Мы прошлись по узенькому переулку, который назывался Проездом МХАТа, вышли на Пушкинскую. Потом снова повернули обратно, к театру.

Она шла, мелко семеня ногами, обычная, с виду ничем не примечательная, уже старая женщина, а я все поглядывала на нее и вспоминала, как вхожу к ней в дом тогда, в тот самый первый раз, и она расставляет на столе чашки, обещающе говорит:

— Сейчас мы с тобой будем чай пить…

Я увидела ее такой, какой она была в ту пору, и невольно вдруг вспомнился мне мальчик из Конотопа, счастливая хозяйка маленького домика на Цимле, кассирша с Ленинградского вокзала — все те открытые, душевные люди, которые вот так же вот, не умея пройти равнодушно мимо, хотя бы ненадолго согрели меня и заставили поверить в бескорыстную силу доброты.

— Ну, чего задумалась? — спросила тетя Леля. — Пошли, а то, гляди, опоздаем…

И мы поспешили к театру, потому что уже на улице был слышен первый звонок.

В каждую субботу, вечером…

1

Отец приходит к нам в субботу примерно в восьмом часу вечера.
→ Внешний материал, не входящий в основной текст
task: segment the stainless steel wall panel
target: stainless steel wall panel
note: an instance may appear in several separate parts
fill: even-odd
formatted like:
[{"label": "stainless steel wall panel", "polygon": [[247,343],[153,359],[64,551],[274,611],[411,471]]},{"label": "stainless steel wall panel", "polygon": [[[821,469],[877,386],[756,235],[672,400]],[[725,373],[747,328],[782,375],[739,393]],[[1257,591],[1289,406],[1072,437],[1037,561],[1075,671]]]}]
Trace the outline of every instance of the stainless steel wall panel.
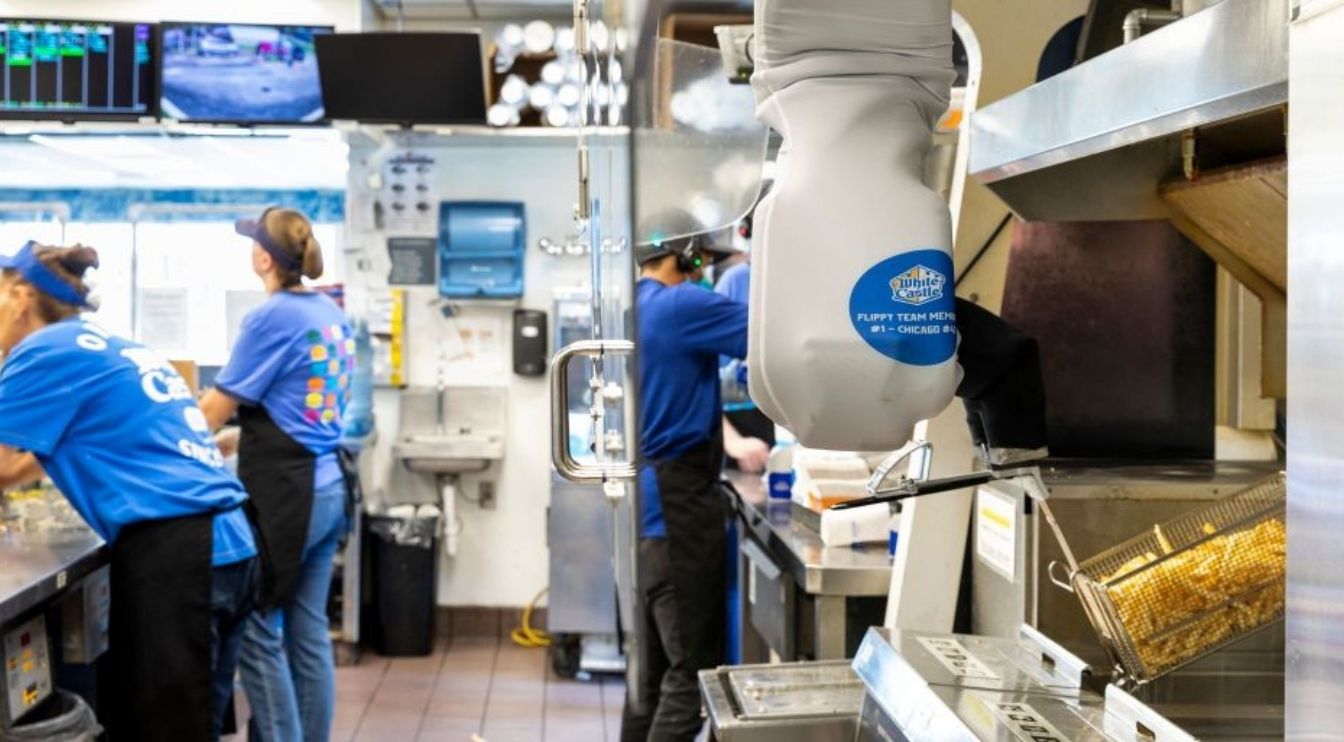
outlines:
[{"label": "stainless steel wall panel", "polygon": [[1288,739],[1344,730],[1344,3],[1291,28]]}]

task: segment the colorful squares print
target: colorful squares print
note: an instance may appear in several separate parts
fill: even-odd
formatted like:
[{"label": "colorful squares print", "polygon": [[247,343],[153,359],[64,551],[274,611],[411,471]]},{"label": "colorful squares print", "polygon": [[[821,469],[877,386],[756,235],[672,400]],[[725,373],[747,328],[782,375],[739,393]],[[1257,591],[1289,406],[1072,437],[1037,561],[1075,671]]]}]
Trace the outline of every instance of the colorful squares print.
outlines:
[{"label": "colorful squares print", "polygon": [[344,326],[335,324],[309,330],[310,376],[304,398],[304,419],[313,425],[338,422],[349,399],[350,374],[355,369],[355,340]]}]

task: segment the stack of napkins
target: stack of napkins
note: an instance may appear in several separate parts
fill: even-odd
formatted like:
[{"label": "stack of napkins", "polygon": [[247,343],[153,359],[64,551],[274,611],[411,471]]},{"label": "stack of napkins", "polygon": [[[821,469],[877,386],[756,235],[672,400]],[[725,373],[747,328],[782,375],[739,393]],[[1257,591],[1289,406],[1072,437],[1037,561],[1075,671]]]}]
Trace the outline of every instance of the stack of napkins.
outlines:
[{"label": "stack of napkins", "polygon": [[891,506],[886,503],[821,513],[821,540],[827,546],[886,543],[890,531]]},{"label": "stack of napkins", "polygon": [[817,512],[867,493],[868,463],[853,451],[797,447],[793,454],[793,501]]}]

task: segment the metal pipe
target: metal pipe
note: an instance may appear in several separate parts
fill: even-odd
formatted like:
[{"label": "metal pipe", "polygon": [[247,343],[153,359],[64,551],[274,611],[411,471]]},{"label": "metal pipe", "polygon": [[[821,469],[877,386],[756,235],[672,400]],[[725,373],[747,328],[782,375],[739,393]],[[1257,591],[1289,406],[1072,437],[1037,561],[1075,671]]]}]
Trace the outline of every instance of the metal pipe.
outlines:
[{"label": "metal pipe", "polygon": [[[1177,0],[1179,2],[1179,0]],[[1125,43],[1139,38],[1143,35],[1144,27],[1160,28],[1168,23],[1175,23],[1185,16],[1181,15],[1179,10],[1158,10],[1156,8],[1135,8],[1125,15],[1123,25],[1125,31]]]}]

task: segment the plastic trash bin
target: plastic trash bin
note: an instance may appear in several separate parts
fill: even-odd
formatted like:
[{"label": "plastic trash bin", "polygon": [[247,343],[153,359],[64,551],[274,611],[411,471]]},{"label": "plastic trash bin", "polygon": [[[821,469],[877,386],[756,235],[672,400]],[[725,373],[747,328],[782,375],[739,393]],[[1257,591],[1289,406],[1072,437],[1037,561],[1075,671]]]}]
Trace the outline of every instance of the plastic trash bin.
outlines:
[{"label": "plastic trash bin", "polygon": [[364,520],[368,605],[365,636],[385,657],[434,651],[439,519],[369,515]]},{"label": "plastic trash bin", "polygon": [[58,688],[14,728],[0,729],[0,742],[94,742],[102,733],[89,704]]}]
К нам — это ко мне и к моему младшему брату, Алеше.

Мамы у нас нет, она умерла пять лет тому назад. А спустя полтора года отец женился и теперь живет отдельно, у жены.

Я обычно с радостью ожидаю субботу, приход отца, и в то же время с горечью предчувствую конец встречи, когда отец взглянет на часы и поднимется со стула, — как конец всему хорошему, чего ждешь, что сбывается, но неминуемо уходит.

Наш отец рассеянный, очень забывчивый. Мама говорила о нем:

— Не от мира сего…

Никогда не знает, сколько у него денег, вечно теряет носовые платки и шариковые ручки, которые привозят ему коллеги из заграничных поездок, зная пристрастие отца к шариковым ручкам. Карманы его пиджака забиты блокнотами, записными книжками, просто листками бумаги, на которых он записывает нужные ему адреса и телефоны, рецепты новых лекарств и еще, как он выражается, мысли, внезапно приходящие в голову.

Однажды он потерял у нас одну из своих записных книжек, и я, каюсь, перечитал все страницы, с начала до конца, и узнал мысли, которые внезапно приходят ему в голову:

«Говорят, в Ментоне это пробуют лечить. Поговорить в министерстве!» «Обязательно побывать в институте неврологии, проконсультироваться с Тарпаняном». И так далее.

Я знаю — это все обо мне. Прошлой зимой я был в альпинистском походе в Нальчике. Все было как надо, но на обратном пути оборвалась веревка.

С тех пор я лежу. Сперва лежал в больнице, потом в научно-исследовательском институте. А теперь лежу дома, в постели.

Нет на всем свете такого средства, которое могло бы оживить мой позвоночник. Отец утешает меня, говорит, что наука движется вперед, я молод, я дождусь и меня непременно вылечат. Верит ли сам отец тому, что говорит?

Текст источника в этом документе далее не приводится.